Suicide by gun is far more common and "successful" here than anywhere else. I have always had an aversion to guns, but this particular fact was brought home rather graphically when my brother shot himself in the chest in his car two years ago, dying instantly. He'd never owned or shot a gun before. He had mental health issues his whole life, and had spun out over his perception that a retinal detachment constituted unbearable suffering. The police officer who dealt with the aftermath asked my sisters and I if we wanted the gun back since it was his property.

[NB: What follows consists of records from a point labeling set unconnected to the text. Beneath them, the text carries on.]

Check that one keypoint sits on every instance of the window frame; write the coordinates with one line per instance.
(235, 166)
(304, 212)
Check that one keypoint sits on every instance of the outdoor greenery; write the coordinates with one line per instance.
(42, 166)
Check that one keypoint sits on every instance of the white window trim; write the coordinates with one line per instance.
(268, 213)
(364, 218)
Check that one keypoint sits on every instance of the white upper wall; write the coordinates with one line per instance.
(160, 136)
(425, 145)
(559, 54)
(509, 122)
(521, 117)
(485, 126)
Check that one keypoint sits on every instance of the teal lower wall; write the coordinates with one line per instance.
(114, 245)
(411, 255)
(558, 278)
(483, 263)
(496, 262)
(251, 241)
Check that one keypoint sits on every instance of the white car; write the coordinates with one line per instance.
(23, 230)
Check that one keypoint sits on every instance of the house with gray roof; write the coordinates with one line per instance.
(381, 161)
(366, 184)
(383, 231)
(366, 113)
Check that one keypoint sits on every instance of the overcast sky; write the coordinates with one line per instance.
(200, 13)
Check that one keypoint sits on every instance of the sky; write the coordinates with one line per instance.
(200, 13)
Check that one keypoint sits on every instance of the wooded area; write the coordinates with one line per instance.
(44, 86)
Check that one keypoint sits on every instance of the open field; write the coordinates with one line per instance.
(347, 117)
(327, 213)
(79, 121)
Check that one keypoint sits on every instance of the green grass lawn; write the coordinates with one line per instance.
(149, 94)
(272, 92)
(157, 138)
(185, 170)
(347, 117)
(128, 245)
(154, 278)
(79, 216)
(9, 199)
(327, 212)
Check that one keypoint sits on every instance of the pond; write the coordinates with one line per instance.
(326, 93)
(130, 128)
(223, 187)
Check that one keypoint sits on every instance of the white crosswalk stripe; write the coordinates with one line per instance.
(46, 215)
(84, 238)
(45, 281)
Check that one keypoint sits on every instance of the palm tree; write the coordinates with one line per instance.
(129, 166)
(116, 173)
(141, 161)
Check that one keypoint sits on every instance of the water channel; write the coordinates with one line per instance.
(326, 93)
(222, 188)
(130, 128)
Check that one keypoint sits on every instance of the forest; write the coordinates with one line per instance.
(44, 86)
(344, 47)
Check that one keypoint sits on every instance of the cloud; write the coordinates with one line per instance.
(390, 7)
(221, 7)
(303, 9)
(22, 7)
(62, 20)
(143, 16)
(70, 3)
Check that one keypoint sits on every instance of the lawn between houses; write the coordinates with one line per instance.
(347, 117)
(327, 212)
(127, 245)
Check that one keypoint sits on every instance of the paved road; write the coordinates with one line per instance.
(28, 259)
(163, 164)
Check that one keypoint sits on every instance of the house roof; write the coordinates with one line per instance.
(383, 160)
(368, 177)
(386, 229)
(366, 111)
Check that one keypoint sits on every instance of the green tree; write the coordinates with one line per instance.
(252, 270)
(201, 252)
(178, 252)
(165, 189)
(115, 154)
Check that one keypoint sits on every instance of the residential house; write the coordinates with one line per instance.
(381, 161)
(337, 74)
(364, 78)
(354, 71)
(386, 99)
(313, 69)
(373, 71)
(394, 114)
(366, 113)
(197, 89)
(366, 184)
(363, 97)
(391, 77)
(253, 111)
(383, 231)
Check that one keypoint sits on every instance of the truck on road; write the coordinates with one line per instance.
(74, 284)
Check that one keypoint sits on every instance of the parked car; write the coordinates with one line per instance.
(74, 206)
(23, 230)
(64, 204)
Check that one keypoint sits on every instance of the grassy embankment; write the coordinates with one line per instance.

At that moment it struck me that there were people who would have said yes, who would have accepted it just as we accepted his car back. I don't get it. I don't get that so many of my fellow Americans relish the idea of having and using a weapon designed to maim or kill another human being. They are so attached to the notion of gun ownership that someone like Jared Loughner can purchase several 30-round magazines and pass a background check with flying colors.

It's absurd to reassure the gun-owners that we're not out to take their arms. It is an impossibility to remove even a fraction of the 270 million guns from circulation. We will keep having massacres on a regular basis in this country. You win.

But enough apology on our side. I think the American obsession with weaponry is deeply pathological. My aversion to violence is the sane, healthy reaction. Their love of it is the mark of a weak, insecure and fearful mindset that views force as a preferred expression of power. It causes death, mayhem and grief.

It is time we call the American attachment to guns what it is: a cancer on the soul of the country.